The following observation will be useful. Let $\pi$ be a permutation
written as disjoint cycles
\[
\pi = (a_1, a_2, \ldots, a_k)(b_1, b_2, \ldots, b_l)\ldots
(c_1,\ldots, c_m)
\]
It is easy to check that for every permutation $\sigma \in S_n$ we
have
\[
\sigma \pi \sigma^{-1} = (\sigma(a_1), \sigma(a_2), \ldots, \sigma(a_k))\,
(\sigma(b_1),\sigma(b_2), \ldots
\sigma(b_l))\, \ldots (\sigma(c_1),\ldots,
\sigma(c_m))
\]
As a consequence, two permutations of $S_n$ are conjugate exactly when
they have the same cycle type.
Two preliminary results will also be necessary.
\begin{lemma}
The set of cycles of length $3$ generates $A_n$.
\end{lemma}
\begin{proof}
A product of $3$-cycles is an even permutation, so the subgroup generated by all $3$-cycles is therefore contained in $A_n$. For the reverse inclusion, by definition every even permutation is the product of even number of transpositions. Thus, it suffices to show that the product of two transpositions can be written as a product of $3$-cycles. There are two possibilities.

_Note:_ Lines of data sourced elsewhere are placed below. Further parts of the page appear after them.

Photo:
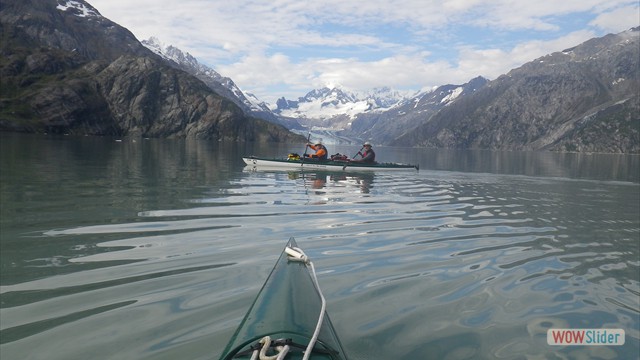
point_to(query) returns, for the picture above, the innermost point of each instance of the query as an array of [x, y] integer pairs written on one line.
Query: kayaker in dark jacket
[[368, 156], [321, 151]]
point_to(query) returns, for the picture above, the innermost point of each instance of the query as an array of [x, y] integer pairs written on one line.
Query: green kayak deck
[[287, 309]]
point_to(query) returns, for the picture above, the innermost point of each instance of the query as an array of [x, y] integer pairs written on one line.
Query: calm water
[[154, 249]]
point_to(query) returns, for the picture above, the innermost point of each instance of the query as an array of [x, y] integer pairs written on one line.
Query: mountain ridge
[[67, 69]]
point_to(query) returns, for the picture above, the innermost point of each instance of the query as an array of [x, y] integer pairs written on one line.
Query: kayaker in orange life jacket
[[321, 151], [368, 156]]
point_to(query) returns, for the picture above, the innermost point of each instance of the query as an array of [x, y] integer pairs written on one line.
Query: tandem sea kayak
[[328, 165], [287, 320]]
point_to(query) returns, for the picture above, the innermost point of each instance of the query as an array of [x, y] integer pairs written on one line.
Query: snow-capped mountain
[[224, 86], [212, 78], [384, 126], [335, 104]]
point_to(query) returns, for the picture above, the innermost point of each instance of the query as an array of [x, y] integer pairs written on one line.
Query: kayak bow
[[329, 165], [287, 320]]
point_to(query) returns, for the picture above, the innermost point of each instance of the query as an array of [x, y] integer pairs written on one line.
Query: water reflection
[[158, 247], [318, 180]]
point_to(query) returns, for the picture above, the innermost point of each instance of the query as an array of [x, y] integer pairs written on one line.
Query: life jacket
[[321, 151]]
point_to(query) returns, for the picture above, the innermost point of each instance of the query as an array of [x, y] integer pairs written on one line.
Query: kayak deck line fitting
[[294, 254], [288, 318]]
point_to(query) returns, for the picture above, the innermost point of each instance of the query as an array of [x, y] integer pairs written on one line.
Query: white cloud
[[617, 19], [295, 45]]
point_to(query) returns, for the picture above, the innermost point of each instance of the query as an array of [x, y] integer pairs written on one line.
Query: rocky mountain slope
[[385, 125], [586, 98], [222, 85], [67, 69]]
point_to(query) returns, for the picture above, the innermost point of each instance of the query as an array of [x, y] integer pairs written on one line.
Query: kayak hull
[[310, 164], [287, 307]]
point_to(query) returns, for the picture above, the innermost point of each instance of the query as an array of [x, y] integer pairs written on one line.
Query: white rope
[[262, 354], [296, 254]]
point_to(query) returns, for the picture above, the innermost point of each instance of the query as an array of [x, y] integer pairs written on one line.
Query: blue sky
[[276, 48]]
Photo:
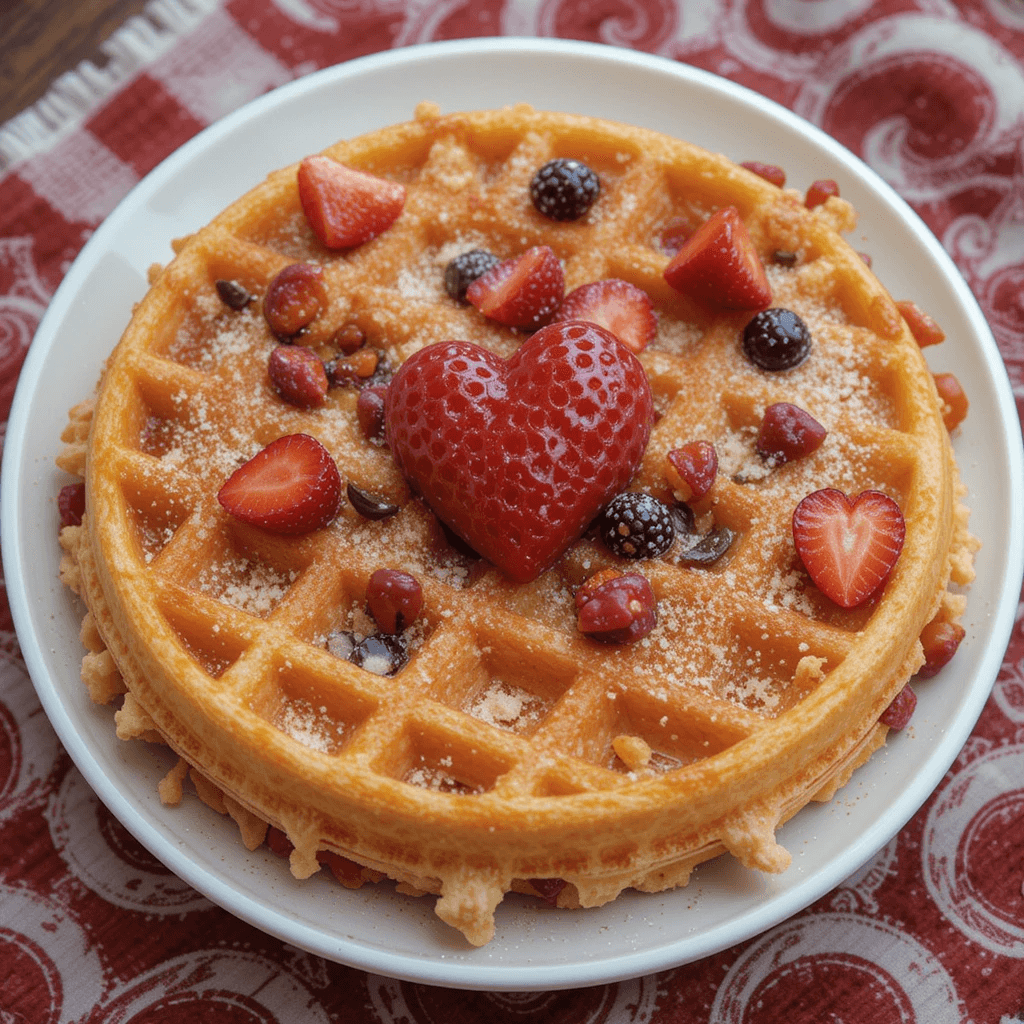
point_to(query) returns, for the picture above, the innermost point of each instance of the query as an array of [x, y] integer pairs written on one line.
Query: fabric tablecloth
[[931, 93]]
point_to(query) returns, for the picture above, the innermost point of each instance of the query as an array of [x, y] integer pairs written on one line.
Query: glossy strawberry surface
[[518, 456]]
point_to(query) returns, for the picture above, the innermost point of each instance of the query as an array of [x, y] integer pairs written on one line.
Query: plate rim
[[451, 974]]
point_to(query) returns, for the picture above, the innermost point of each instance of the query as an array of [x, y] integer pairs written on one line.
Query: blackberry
[[464, 269], [776, 339], [564, 189], [636, 525]]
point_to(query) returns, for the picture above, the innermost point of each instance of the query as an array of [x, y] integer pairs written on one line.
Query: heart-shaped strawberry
[[848, 547], [518, 456]]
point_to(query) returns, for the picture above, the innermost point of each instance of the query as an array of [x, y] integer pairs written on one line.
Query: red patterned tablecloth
[[929, 92]]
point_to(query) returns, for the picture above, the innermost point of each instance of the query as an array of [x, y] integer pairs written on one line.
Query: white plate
[[374, 928]]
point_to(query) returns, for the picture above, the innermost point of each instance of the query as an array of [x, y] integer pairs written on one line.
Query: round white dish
[[374, 928]]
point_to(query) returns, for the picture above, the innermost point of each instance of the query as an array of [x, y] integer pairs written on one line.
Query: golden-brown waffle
[[510, 748]]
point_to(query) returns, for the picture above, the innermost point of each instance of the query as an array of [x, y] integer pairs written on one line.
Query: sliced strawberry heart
[[518, 456], [625, 309], [848, 547], [719, 265], [522, 292], [292, 486], [346, 207]]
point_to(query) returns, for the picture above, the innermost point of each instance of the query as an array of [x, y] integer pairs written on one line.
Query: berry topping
[[708, 550], [298, 376], [71, 504], [518, 456], [292, 486], [617, 610], [819, 192], [898, 714], [521, 292], [564, 189], [232, 294], [940, 641], [625, 309], [953, 398], [926, 332], [293, 298], [637, 525], [370, 506], [776, 339], [719, 265], [394, 599], [770, 172], [370, 412], [464, 269], [381, 653], [346, 207], [848, 547], [692, 469], [787, 432]]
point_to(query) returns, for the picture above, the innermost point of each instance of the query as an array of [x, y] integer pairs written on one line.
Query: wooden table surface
[[41, 39]]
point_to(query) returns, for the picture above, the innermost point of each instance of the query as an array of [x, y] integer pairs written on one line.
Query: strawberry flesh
[[616, 305], [291, 486], [848, 547], [517, 457], [346, 207], [522, 292], [719, 265]]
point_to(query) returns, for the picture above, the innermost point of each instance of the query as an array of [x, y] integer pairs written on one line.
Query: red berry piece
[[71, 504], [294, 298], [346, 207], [370, 412], [788, 432], [394, 599], [770, 172], [621, 307], [292, 486], [522, 292], [517, 457], [953, 398], [848, 547], [695, 466], [926, 332], [897, 716], [719, 265], [819, 192], [940, 641], [298, 376], [619, 610]]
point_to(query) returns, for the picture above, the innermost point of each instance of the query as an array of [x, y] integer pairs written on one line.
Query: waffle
[[511, 753]]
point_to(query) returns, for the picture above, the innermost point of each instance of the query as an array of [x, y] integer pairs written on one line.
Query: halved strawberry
[[292, 486], [621, 307], [848, 547], [719, 265], [346, 207], [521, 292]]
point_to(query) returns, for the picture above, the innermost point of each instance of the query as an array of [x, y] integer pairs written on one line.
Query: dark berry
[[464, 269], [380, 653], [369, 506], [776, 339], [394, 599], [232, 294], [637, 525], [564, 189]]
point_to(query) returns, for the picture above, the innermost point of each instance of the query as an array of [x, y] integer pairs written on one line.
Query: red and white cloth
[[928, 92]]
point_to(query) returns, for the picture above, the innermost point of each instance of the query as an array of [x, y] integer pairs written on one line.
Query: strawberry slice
[[521, 292], [616, 305], [346, 207], [719, 265], [848, 547], [292, 486]]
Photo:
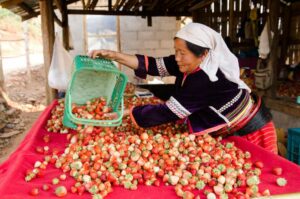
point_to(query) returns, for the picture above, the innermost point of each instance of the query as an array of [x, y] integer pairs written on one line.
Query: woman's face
[[185, 59]]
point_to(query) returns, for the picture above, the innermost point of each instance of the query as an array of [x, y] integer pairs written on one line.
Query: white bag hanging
[[61, 66]]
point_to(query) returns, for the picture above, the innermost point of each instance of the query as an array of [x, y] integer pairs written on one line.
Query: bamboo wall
[[219, 17]]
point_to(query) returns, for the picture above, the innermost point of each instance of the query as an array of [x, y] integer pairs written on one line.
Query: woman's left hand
[[114, 115]]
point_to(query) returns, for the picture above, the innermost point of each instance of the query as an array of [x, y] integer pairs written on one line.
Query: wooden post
[[65, 24], [47, 20], [273, 17], [231, 20], [27, 51], [285, 34], [119, 39]]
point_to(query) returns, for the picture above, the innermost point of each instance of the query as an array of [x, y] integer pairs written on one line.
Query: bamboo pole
[[1, 70], [48, 41]]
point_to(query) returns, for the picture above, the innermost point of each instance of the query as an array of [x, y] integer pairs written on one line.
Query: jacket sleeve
[[181, 105], [162, 66]]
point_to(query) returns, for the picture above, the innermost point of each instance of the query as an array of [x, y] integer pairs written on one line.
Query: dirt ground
[[25, 97]]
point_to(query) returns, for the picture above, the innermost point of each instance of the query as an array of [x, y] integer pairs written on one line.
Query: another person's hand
[[114, 115], [107, 54]]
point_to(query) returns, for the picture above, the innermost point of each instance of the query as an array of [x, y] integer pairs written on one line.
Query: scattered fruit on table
[[34, 192], [98, 158], [281, 182], [277, 171], [61, 191]]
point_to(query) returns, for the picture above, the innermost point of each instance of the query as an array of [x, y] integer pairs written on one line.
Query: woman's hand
[[107, 54], [130, 61]]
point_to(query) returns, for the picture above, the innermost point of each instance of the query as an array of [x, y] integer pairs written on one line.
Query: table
[[12, 171]]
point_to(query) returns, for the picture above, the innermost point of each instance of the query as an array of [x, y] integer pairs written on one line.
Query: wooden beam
[[47, 20], [116, 5], [129, 13], [28, 9], [120, 5], [57, 20], [200, 5], [10, 3], [58, 5], [93, 4]]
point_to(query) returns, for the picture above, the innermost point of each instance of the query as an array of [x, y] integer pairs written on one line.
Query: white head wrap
[[219, 56]]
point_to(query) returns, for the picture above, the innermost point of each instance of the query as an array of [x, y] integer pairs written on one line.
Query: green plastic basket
[[94, 78]]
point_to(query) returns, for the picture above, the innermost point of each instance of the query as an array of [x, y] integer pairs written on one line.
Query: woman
[[209, 96]]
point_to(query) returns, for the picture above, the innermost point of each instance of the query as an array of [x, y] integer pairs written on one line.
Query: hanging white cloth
[[264, 44], [219, 56]]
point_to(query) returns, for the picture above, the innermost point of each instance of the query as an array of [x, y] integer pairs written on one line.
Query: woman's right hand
[[107, 54]]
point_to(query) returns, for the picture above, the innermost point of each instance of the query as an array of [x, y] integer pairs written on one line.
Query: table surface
[[12, 171]]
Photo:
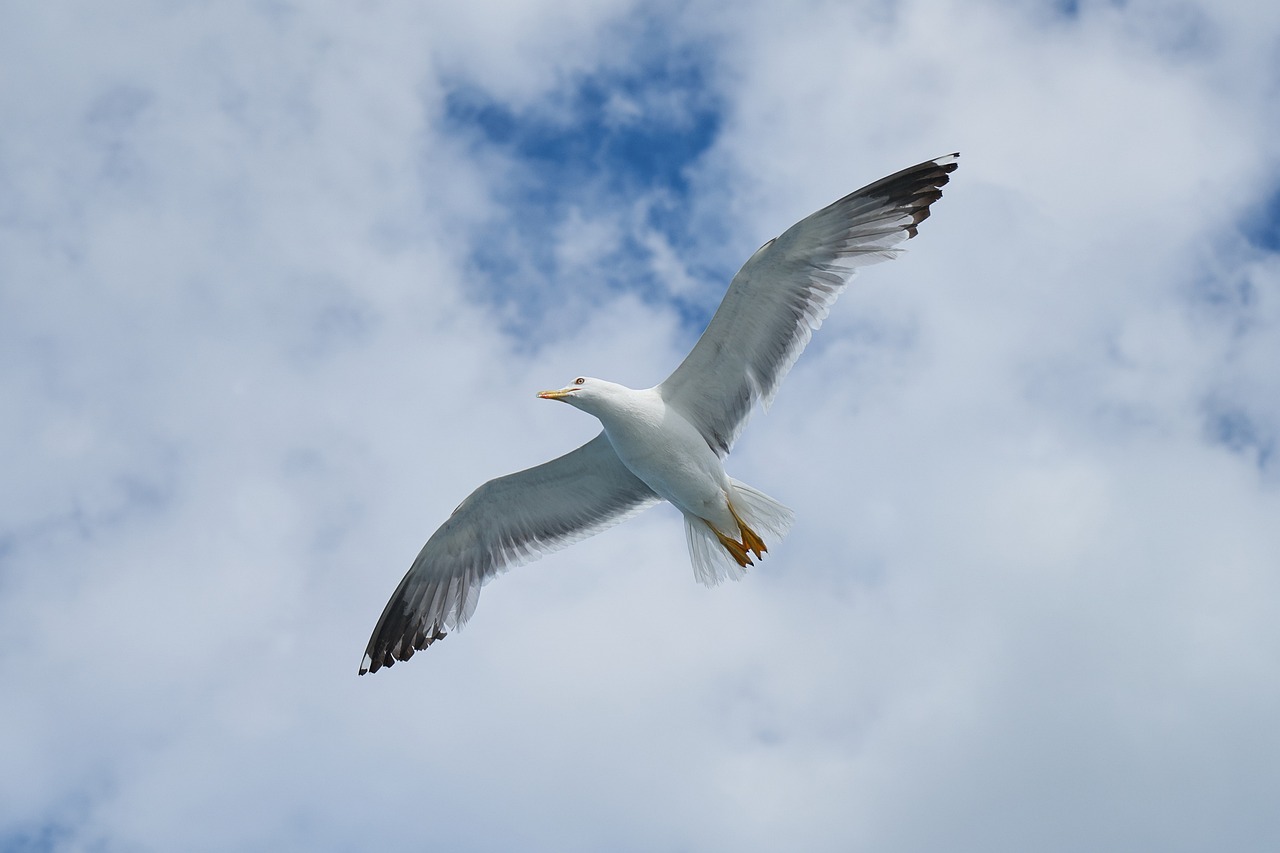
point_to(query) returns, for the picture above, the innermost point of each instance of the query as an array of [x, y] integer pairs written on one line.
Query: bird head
[[574, 393]]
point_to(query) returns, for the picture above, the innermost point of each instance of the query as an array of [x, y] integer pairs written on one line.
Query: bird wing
[[784, 292], [506, 521]]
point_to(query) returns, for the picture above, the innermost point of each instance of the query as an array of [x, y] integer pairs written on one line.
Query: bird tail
[[717, 557]]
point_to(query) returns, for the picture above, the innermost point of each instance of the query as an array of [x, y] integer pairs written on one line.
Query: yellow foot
[[750, 539], [735, 548]]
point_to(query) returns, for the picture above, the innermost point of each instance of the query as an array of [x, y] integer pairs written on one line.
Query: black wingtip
[[915, 188], [382, 652]]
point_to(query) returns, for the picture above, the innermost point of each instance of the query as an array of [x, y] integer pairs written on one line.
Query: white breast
[[667, 454]]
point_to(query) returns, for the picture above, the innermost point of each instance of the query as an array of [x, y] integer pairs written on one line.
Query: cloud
[[277, 287]]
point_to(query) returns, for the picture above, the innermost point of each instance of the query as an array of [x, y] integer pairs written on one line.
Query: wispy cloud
[[277, 286]]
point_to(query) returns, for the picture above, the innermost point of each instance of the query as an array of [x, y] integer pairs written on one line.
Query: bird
[[667, 442]]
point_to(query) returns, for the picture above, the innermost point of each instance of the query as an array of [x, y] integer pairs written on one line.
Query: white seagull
[[667, 442]]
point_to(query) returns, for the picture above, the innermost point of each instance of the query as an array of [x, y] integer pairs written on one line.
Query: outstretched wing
[[506, 521], [784, 293]]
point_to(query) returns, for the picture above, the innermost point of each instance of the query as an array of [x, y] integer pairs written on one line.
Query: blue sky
[[278, 284]]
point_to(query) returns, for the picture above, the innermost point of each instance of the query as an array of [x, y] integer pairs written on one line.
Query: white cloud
[[248, 365]]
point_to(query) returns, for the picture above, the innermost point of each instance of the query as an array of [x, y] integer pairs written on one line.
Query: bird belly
[[670, 456]]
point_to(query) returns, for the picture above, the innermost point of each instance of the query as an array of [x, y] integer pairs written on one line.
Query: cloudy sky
[[279, 281]]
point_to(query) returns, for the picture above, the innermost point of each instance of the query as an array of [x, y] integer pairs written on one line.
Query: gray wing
[[506, 521], [784, 293]]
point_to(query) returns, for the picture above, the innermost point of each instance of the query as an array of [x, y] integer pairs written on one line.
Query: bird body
[[667, 442], [670, 455]]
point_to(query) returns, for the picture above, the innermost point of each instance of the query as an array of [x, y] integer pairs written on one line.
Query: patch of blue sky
[[1262, 226], [615, 146]]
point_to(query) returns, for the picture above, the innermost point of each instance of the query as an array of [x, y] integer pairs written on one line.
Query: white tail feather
[[760, 512], [712, 562]]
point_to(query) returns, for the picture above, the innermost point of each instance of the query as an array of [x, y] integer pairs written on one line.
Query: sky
[[279, 282]]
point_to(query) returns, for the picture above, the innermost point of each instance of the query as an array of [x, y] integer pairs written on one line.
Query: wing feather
[[506, 521], [784, 293]]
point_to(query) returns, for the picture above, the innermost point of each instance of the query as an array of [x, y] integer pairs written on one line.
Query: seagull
[[667, 442]]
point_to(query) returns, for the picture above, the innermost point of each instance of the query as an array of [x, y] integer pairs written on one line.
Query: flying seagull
[[667, 442]]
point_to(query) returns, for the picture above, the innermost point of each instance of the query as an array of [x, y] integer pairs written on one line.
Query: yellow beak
[[556, 395]]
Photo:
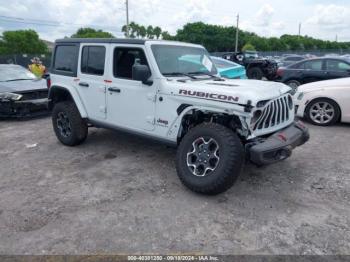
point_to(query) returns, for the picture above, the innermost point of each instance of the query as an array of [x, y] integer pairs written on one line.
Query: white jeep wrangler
[[172, 92]]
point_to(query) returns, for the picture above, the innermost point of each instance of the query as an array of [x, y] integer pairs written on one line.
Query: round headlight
[[290, 103]]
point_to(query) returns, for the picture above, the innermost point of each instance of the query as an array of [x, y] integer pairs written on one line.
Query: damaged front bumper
[[279, 145], [25, 108]]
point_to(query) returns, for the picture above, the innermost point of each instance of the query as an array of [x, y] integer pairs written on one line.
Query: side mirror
[[141, 73]]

Either the two transpositions move an element in common, say $(a,b)$ and $(a,c)$, or the two transpositions are disjoint, say $(a,b)$ and $(c,d)$. In the former case,
\[
(a,b)(a,c) = (a,c,b),
\]
and in the latter,
\[
(a,b)(c,d) = (a,b,d)(c,b,d).
\]
This establishes the first lemma.
\end{proof}
\begin{lemma}
\label{FirstLemma}
If a normal subgroup $N \triangleleft A_n$ contains a $3$-cycle, then
$N = A_n$.
\end{lemma}
\begin{proof}
We will show that if $(a,b,c) \in N$, then the assumption of normality implies that any other $(a',b',c') \in N$. This is easy to show, because there is some permutation in $\sigma \in S_n$ that under conjugation takes $(a,b,c)$ to $(a',b',c')$, that is
\[
\sigma (a,b,c) \sigma^{-1} = (\sigma(a), \sigma(b), \sigma(c)) = (a',b',c').
\]
In case $\sigma$ is odd, then (because $n \geq 5$) we can choose some transposition $(d,e) \in A_n$ disjoint from $(a',b',c')$ so that
\[
\sigma (a,b,c) \sigma^{-1} = (d,e)(a',b',c')(d,e),
\]
that is,
\[
\sigma' (a,b,c) \sigma'^{-1} = (d,e)\sigma (a,b,c) \sigma^{-1}(d,e) = (a',b',c')
\]
where $\sigma'$ is even. This means that $N$ contains all $3$-cycles,
as $N \triangleleft A_n$. Hence, by previous lemma $N = A_n$ as
required.
\end{proof}
\paragraph{Proof of theorem.}
Let $N \triangleleft A_n$ be a non-trivial normal subgroup. We will
show that $N = A_n$. The proof now proceeds by cases. In each
case, the normality of $N$ will allow us to reduce the proof to
Lemma 2 or to one of the previous cases.
\paragraph{Case 1.}
Suppose that there exists a $\pi\in N$ that, when written as disjoint
cycles, has a cycle of length at least $4$, say
\[
\pi = (a_1, a_2, a_3, a_4, \ldots)\ldots
\]
Upon conjugation by $(a_1, a_2, a_3) \in A_n$, we obtain
\[
\pi' = (a_1, a_2, a_3) \pi (a_3, a_2, a_1) = (a_2, a_3, a_1, a_4,
\ldots) \ldots
\]
Hence, $\pi' \in N$, and hence $\pi' \pi^{-1} = (a_1, a_2, a_4) \in N$
also. Notice that the rest of the cycles cancel. By Lemma
\ref{FirstLemma}, $N = A_n$.
\paragraph{Case 2.}
Suppose that there exists a $\pi \in N$ whose disjoint cycle
decomposition has at least two cycles of length 3, say
\[ \pi = (a,b,c)(d,e,f) \ldots \] Conjugation by $(c,d,e)\in A_n$
implies that $N$ also contains
\[
\pi' = (c,d,e)\pi(e,d,c) = (a,b,d)(e,c,f)\ldots
\]
Hence, $N$ also contains $\pi' \pi = (a,d,c,b,f)\ldots$. This reduces
the proof to Case 1.
\paragraph{Case 3.}
Suppose that there exists a $\pi \in N$ whose disjoint cycle
decomposition consists of exactly one $3$-cycle and an even (possibly
zero) number of transpositions. Hence, $\pi \pi$ is a $3$-cycle.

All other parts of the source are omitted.